$A$ is compact and closed then prove ...

Question

I am taking an introductory real analysis course and I have difficulty understanding and solving the problem below .Is it trying to say that we have an infimum for the distance between every two points in $A$ and another arbitrary set? $A$ is compact and closed then prove there exist an $a$ member of $A$ and $b$ a member of $B$ such that $d(a,b) = d(x,y)$ ($x$ is a member of $A$ and $y$ a member of $B$).

Answer 1

For $A,B$ two non-empty sets, $d(A,B):= \inf \{d(x,y): x \in A, y \in B\}$ always exists, as we have a set of real numbers that is non-empty and bounded below (by $0$ trivially). The same holds for $d(x,B) = \inf \{d(x,b); b \in B\}$ as a special case.

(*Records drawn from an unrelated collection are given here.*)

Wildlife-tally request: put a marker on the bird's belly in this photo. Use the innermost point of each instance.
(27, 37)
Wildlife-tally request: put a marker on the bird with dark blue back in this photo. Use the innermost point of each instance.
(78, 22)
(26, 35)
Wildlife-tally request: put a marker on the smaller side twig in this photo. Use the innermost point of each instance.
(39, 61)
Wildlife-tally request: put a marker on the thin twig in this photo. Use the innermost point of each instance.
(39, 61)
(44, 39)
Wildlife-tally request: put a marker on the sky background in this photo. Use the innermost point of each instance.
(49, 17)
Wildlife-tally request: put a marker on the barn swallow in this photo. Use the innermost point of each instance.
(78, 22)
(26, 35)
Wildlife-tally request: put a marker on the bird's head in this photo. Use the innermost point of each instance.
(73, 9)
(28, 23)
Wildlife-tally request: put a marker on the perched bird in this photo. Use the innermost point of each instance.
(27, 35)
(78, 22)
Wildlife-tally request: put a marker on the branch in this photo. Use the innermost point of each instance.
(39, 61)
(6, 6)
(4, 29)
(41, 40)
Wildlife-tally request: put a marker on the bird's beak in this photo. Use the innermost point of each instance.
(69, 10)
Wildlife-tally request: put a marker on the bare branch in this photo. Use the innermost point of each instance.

However, we can note that the function $f_B: x \to d(x,B)$ is continuous for $x \in X$ (as $|d(x,B) - d(x', B)| \le d(x,x')$ by the triangle inequality, so the function is contractive hence uniformly continuous) and so $f_B$ assumes a minimum and maximum value on the compact subset $A$.

If we do not assume anything on $B$ we need not always have such $a,b$ as asked for: $A = [0,1], B = (1,2)$ is an example where $d(A,B)=0$ and $A$ is compact. If $B$ too is compact we do have such $a,b$, e.g. In many cases $B$ being closed is also sufficient besides $A$ compact.